Juliet of the Spirits*, Federico Fellini (1965, Italy). When I bought myself copies of Casanova and Fellini Satyricon, I decided to chuck Fellini’s Roma onto the order despite having never seen it. I could have chosen Giulietta degli spiriti (Juliet of the Spirits) instead, since it was Fellini’s first film in colour and initially it looks on a par with the films mentioned… Fortunately, I didn’t. I liked Roma much more than I did Juliet of the Spirits. You see, there’s something I don’t quite get about Fellini’s films. The colour ones I’ve seen are hugely self-indulgent – it’s their chief appeal; and yet the black and white ones I’ve watched have not been as indulgent to the same extent. Except perhaps 8½. And now I think about it, the whole trapeze thing in the final act of La strada is pretty self-indulgent… But Juliet of the Spirits is just as mad as Fellini Satyricon and Casanova, and just as much the product of a director who appeared to have free rein, and no desire to self-censor. It’s the complete antithesis of Hitchcock. At least it is in that respect. But Hitchcock apparently liked to build complicated sets on soundstages, and so too did Fellini – pretty much all of Juliet of the Spirits appears to take place on one. (I was also maused to spot in the openning titles that much of the film’s wardrobe had been supplied by Bri-Nylon.) The title character is married to a man who organises events and charity shows, and is also a serial philanderer. A series of encounters with a number of strange people guide her to a resolution with her husband. It would not be unfair to describe the film as a series of encounters with grotesques (in its original sense – the word derives from the statues placed in grottos in 15th century Italy), although the “caves” here are mostly over-furnished sets intended to be people’s homes, or a wood, or the beach, or… Giulietta Masina is quite astonishingly good in the title role, appearing both knowing and wide-eyedly innocent. The artificial nature of some of the sets – their house, for example, appears to have an astroturf lawn – sometimes feels tonally wrong. And, to be fair, the whole occult element of the plot was totally lost on me. I would rate it higher than the black and white Fellini films I’ve seen – except for 8½ – but not as good as the other colour ones I’ve seen.
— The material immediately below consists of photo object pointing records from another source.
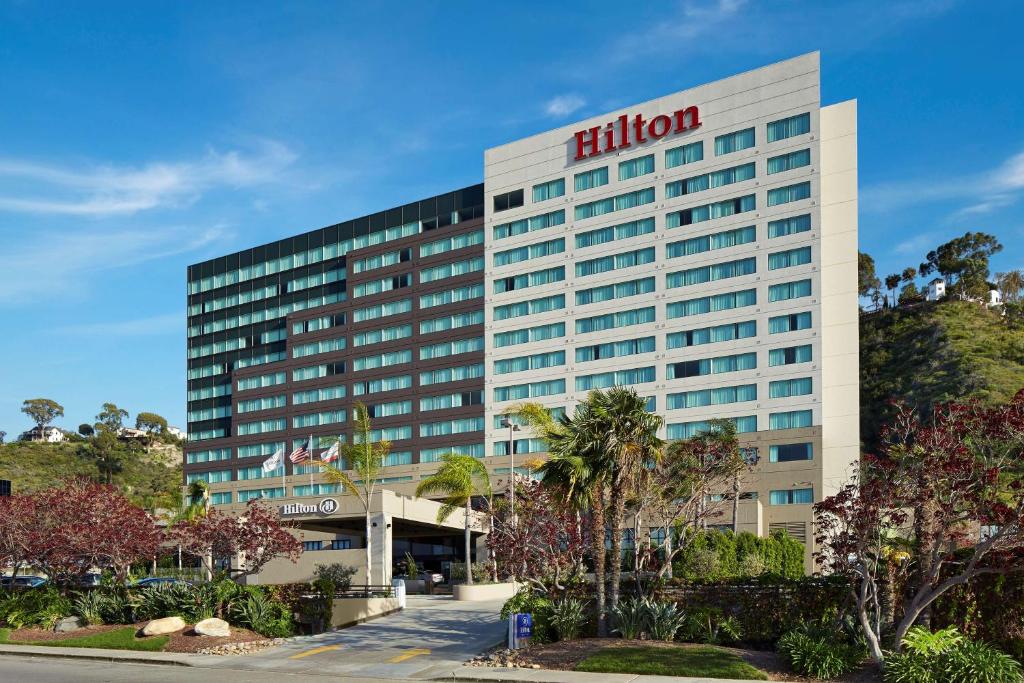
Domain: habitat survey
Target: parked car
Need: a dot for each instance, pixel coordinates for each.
(159, 581)
(23, 582)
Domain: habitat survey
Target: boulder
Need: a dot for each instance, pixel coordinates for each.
(160, 627)
(213, 627)
(68, 624)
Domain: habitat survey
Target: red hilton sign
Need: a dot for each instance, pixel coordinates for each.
(623, 132)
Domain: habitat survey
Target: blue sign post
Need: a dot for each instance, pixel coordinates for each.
(520, 628)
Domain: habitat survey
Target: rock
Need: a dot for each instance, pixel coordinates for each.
(160, 627)
(68, 624)
(213, 627)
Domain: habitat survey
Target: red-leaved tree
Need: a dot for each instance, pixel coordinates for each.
(941, 504)
(255, 538)
(542, 543)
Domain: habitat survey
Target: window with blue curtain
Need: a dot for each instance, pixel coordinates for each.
(549, 190)
(790, 355)
(793, 225)
(793, 497)
(622, 231)
(790, 258)
(788, 127)
(622, 318)
(790, 420)
(787, 453)
(614, 349)
(616, 291)
(684, 155)
(592, 178)
(791, 323)
(788, 161)
(786, 291)
(741, 139)
(801, 190)
(636, 167)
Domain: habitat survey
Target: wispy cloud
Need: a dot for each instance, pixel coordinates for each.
(978, 193)
(59, 265)
(108, 189)
(562, 105)
(141, 327)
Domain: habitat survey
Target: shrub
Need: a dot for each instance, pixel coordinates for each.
(567, 617)
(338, 573)
(540, 606)
(947, 655)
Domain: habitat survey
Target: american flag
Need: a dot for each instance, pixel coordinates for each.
(301, 453)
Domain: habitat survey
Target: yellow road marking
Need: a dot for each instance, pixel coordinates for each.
(315, 650)
(415, 652)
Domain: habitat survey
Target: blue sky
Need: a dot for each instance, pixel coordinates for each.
(136, 138)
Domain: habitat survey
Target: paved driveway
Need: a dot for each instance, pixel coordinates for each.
(431, 637)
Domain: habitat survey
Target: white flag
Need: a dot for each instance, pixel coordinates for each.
(331, 454)
(273, 462)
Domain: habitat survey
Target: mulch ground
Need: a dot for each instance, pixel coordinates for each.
(180, 641)
(564, 655)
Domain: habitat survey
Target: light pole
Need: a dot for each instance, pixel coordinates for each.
(506, 422)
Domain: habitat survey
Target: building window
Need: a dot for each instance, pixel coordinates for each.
(506, 201)
(684, 155)
(790, 420)
(741, 139)
(790, 127)
(790, 161)
(801, 190)
(590, 179)
(793, 497)
(636, 167)
(790, 323)
(549, 190)
(788, 258)
(787, 453)
(786, 291)
(790, 355)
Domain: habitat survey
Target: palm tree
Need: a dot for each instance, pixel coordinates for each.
(457, 480)
(365, 459)
(627, 431)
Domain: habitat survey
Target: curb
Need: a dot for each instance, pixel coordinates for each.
(94, 654)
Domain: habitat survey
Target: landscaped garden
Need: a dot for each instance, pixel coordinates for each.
(923, 554)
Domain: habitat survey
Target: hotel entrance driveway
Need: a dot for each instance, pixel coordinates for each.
(430, 638)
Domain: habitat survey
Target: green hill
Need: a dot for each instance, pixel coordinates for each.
(151, 477)
(932, 352)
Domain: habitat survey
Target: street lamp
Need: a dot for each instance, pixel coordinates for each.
(512, 427)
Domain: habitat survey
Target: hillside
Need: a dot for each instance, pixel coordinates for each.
(933, 352)
(151, 478)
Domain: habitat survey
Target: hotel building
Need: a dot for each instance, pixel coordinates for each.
(700, 247)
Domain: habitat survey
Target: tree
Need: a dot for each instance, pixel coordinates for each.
(254, 538)
(1010, 285)
(942, 503)
(112, 418)
(964, 263)
(867, 281)
(42, 412)
(151, 422)
(457, 479)
(366, 459)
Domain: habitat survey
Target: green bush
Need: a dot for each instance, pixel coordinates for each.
(36, 607)
(568, 615)
(947, 655)
(540, 606)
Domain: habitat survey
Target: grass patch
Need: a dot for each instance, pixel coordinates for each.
(118, 639)
(707, 662)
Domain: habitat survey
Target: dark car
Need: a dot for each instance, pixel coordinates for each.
(23, 582)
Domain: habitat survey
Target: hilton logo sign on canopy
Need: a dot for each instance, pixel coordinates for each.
(326, 507)
(594, 141)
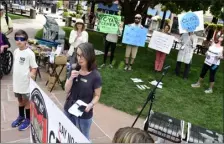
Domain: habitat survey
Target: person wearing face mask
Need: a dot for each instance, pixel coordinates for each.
(185, 54)
(132, 50)
(211, 63)
(77, 36)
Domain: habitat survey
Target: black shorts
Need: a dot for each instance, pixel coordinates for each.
(25, 96)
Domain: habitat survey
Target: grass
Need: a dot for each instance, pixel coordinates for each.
(15, 16)
(176, 99)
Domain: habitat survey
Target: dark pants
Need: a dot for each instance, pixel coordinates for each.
(186, 69)
(107, 46)
(212, 68)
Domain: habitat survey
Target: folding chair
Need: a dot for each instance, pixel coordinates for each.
(60, 63)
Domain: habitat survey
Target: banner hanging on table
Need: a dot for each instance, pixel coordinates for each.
(48, 122)
(135, 36)
(109, 23)
(191, 22)
(161, 42)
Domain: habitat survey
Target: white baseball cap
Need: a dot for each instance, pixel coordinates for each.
(2, 7)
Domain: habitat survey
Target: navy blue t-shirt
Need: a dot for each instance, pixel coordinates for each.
(83, 89)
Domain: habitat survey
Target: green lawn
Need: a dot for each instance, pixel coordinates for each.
(176, 99)
(14, 16)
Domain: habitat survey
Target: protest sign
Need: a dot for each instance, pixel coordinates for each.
(191, 22)
(48, 122)
(108, 23)
(134, 35)
(161, 42)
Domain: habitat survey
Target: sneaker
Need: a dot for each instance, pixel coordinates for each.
(196, 85)
(208, 91)
(24, 125)
(126, 67)
(111, 66)
(17, 122)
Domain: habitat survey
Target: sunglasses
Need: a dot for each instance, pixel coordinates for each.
(20, 39)
(137, 18)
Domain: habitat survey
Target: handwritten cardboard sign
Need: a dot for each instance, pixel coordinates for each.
(134, 35)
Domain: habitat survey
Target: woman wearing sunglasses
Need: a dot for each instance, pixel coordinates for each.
(84, 84)
(212, 61)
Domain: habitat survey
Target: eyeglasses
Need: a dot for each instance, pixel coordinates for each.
(20, 39)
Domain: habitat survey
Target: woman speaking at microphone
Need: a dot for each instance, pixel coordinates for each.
(84, 84)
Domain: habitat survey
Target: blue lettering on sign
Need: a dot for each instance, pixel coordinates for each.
(190, 22)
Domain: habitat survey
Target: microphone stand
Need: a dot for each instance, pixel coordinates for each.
(150, 98)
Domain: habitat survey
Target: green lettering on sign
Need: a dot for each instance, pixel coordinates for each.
(109, 23)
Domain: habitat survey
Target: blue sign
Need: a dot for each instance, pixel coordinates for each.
(190, 22)
(134, 35)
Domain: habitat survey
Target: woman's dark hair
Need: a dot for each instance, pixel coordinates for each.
(89, 54)
(22, 33)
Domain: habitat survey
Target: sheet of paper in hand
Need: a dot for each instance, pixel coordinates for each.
(74, 108)
(108, 23)
(161, 42)
(135, 36)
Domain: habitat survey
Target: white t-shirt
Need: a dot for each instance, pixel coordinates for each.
(82, 39)
(212, 55)
(112, 38)
(23, 61)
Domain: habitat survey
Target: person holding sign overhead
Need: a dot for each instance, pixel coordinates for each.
(160, 56)
(130, 49)
(185, 53)
(212, 62)
(77, 36)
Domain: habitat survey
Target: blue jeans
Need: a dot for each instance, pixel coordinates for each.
(82, 124)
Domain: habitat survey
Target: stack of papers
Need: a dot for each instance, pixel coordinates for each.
(74, 108)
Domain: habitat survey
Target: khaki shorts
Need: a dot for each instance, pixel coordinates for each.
(131, 50)
(25, 96)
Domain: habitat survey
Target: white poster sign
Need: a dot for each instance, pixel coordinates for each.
(191, 22)
(161, 42)
(48, 122)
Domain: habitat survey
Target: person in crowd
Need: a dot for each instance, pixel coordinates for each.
(77, 36)
(132, 50)
(24, 68)
(132, 135)
(4, 43)
(211, 63)
(6, 22)
(84, 84)
(185, 54)
(160, 56)
(111, 41)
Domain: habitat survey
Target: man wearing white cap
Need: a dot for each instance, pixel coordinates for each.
(132, 50)
(77, 36)
(6, 22)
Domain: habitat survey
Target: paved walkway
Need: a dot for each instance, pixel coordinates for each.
(106, 120)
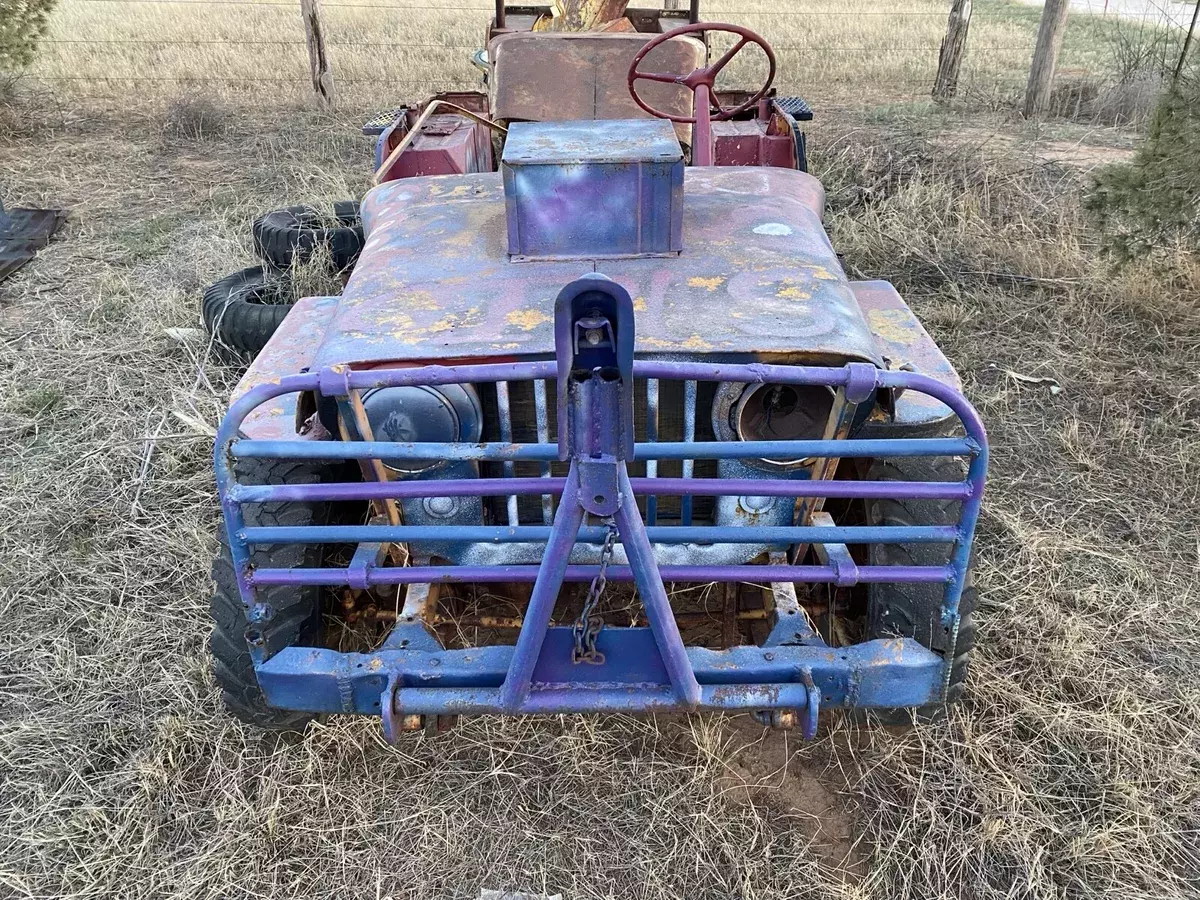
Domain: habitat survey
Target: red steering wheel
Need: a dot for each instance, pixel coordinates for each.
(702, 81)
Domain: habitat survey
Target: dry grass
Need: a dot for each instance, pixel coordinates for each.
(1072, 771)
(384, 51)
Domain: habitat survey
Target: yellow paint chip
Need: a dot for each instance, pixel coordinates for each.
(711, 283)
(527, 319)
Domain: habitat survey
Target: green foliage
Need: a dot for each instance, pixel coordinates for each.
(1153, 202)
(22, 24)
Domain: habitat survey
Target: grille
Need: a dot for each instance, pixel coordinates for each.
(525, 412)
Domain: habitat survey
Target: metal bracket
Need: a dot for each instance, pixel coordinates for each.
(594, 346)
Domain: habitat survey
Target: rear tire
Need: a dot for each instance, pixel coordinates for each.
(243, 310)
(291, 235)
(916, 610)
(298, 609)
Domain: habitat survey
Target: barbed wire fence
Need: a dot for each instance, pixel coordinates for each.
(379, 51)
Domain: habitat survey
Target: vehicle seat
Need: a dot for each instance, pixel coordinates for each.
(562, 76)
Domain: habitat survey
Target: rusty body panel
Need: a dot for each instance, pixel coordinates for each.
(750, 142)
(447, 145)
(757, 277)
(558, 77)
(904, 343)
(292, 349)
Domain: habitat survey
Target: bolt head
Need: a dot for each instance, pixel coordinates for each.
(441, 507)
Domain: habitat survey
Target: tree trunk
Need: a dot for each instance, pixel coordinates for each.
(949, 59)
(318, 57)
(1045, 57)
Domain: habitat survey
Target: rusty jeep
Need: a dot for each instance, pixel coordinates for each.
(599, 423)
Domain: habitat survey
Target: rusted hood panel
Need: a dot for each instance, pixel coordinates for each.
(757, 277)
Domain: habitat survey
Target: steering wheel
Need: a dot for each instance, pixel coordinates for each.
(701, 83)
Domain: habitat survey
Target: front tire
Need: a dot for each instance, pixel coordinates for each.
(916, 610)
(298, 609)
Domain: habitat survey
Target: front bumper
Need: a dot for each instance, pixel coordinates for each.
(642, 669)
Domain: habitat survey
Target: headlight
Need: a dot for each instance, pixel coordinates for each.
(444, 413)
(772, 412)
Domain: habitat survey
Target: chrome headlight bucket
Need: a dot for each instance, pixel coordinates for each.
(772, 412)
(444, 413)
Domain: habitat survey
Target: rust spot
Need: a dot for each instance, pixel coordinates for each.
(894, 325)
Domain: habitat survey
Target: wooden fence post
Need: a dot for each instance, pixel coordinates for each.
(318, 57)
(1045, 55)
(949, 58)
(1187, 46)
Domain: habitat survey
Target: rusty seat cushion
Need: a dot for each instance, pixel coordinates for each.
(557, 77)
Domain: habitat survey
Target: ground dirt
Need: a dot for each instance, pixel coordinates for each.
(1071, 771)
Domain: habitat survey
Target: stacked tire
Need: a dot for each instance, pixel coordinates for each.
(244, 309)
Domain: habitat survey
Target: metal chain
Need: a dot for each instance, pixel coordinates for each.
(589, 623)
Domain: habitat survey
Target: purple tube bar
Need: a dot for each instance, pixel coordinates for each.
(503, 574)
(642, 486)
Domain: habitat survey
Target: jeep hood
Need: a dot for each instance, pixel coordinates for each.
(757, 279)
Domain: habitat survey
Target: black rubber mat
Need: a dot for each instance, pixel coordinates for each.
(23, 232)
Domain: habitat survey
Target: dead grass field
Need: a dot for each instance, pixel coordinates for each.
(253, 49)
(1072, 771)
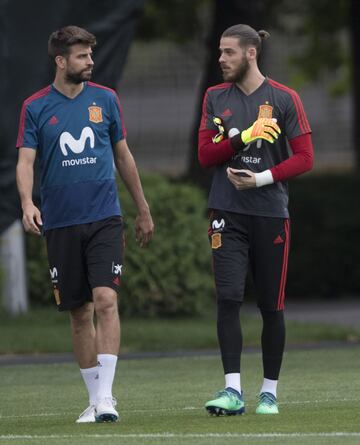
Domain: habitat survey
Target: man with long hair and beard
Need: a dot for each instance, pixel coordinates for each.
(245, 127)
(76, 129)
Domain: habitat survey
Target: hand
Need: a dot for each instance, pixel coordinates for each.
(245, 180)
(263, 128)
(144, 228)
(32, 221)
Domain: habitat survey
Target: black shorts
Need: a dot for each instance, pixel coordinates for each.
(83, 257)
(241, 242)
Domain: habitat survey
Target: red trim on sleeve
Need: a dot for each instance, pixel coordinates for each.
(303, 122)
(37, 95)
(281, 296)
(211, 154)
(300, 162)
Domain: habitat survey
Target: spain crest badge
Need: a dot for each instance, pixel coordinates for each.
(95, 114)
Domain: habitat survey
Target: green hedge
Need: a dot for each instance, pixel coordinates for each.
(172, 276)
(324, 252)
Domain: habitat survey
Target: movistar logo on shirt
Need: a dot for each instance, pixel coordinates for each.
(77, 146)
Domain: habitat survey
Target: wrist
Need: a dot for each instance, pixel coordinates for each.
(264, 178)
(237, 143)
(27, 203)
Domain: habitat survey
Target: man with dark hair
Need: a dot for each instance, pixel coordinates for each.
(77, 130)
(246, 123)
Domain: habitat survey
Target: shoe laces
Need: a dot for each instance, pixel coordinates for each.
(110, 401)
(226, 393)
(267, 398)
(87, 410)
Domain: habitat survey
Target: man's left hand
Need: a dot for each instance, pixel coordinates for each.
(241, 179)
(144, 228)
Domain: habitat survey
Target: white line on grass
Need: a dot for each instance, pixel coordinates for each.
(186, 408)
(181, 436)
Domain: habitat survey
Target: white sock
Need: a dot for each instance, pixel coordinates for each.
(232, 380)
(106, 369)
(269, 386)
(91, 379)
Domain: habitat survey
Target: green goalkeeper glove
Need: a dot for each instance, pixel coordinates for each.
(263, 128)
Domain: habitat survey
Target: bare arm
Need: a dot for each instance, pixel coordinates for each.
(126, 167)
(25, 180)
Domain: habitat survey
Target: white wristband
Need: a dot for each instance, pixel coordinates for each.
(264, 178)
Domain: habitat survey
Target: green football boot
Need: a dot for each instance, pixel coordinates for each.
(227, 402)
(267, 404)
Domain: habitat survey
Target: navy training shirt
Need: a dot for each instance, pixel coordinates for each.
(239, 111)
(74, 139)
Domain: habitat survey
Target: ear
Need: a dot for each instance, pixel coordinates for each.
(60, 62)
(251, 53)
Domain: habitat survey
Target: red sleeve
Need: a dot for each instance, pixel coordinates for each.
(300, 162)
(211, 154)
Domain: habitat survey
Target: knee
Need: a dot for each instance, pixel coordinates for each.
(228, 310)
(272, 317)
(105, 301)
(230, 293)
(82, 316)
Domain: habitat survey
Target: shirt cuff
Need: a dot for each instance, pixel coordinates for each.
(264, 178)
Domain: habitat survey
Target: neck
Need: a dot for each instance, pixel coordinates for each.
(68, 89)
(251, 81)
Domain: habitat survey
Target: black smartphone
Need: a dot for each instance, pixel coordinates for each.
(242, 174)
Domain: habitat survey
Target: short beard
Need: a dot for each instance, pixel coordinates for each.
(240, 74)
(77, 78)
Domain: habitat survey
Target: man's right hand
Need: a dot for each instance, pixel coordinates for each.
(32, 221)
(263, 128)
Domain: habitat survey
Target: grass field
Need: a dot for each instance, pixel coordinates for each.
(161, 402)
(46, 330)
Aar Paar, Guru Dutt (1954, India). There’s this weird series of tonal shifts in many of the Bollywood films I’ve seen. Apparently serious subjects are interrupted by song and dance routines, or unprompted moments of physical comedy. Aar Paar does sort of the reverse. It starts off as a comedy – a bit of light-hearted joshing as Dutt is released from prison, and while wandering the streets of Mumbai he pratfalls when he trips over the legs of a mechanic under a car… This last is Nicky, the love-interest, and that’s the “meet cute”. But Nicky’s father will have nothing to do with Dutt. He carries a message, as promised, from another prisoner to a local gangster… and so becomes embroiled in the gangster’s dirty schemes, while posing as a taxi-driver. But as he woos Nicky, and she comes to love him, against the wishes of her father, so a young woman working in the gangster’s bar falls in love with Dutt. And then it all turns serious, with Dutt coerced into being the getaway driver for a bank robbery because the gangster has kidnapped Nicky… And then Dutt, plus Bollywood regular Johnny Walker, decide to double-cross the gangster and rescue Nicky, leading to a Hollywood-style car chase and shootout. With songs, of course. I think th ereason I enjoy Dutt’s films is because he shows more of India than you see in more recent Bollywood films – the first song in Aar Paar features a series of women carrying water; compare that with the generic Westernised yuppie characters in Dil Chahta Hai. True, Aar Paar owes a lot of its story and story beats to Hollywood rather than Bollywood, but it’s still a very idiosyncratic approach to the material, and it’s also highly entertaining. I’ll be watching more by Dutt, I think.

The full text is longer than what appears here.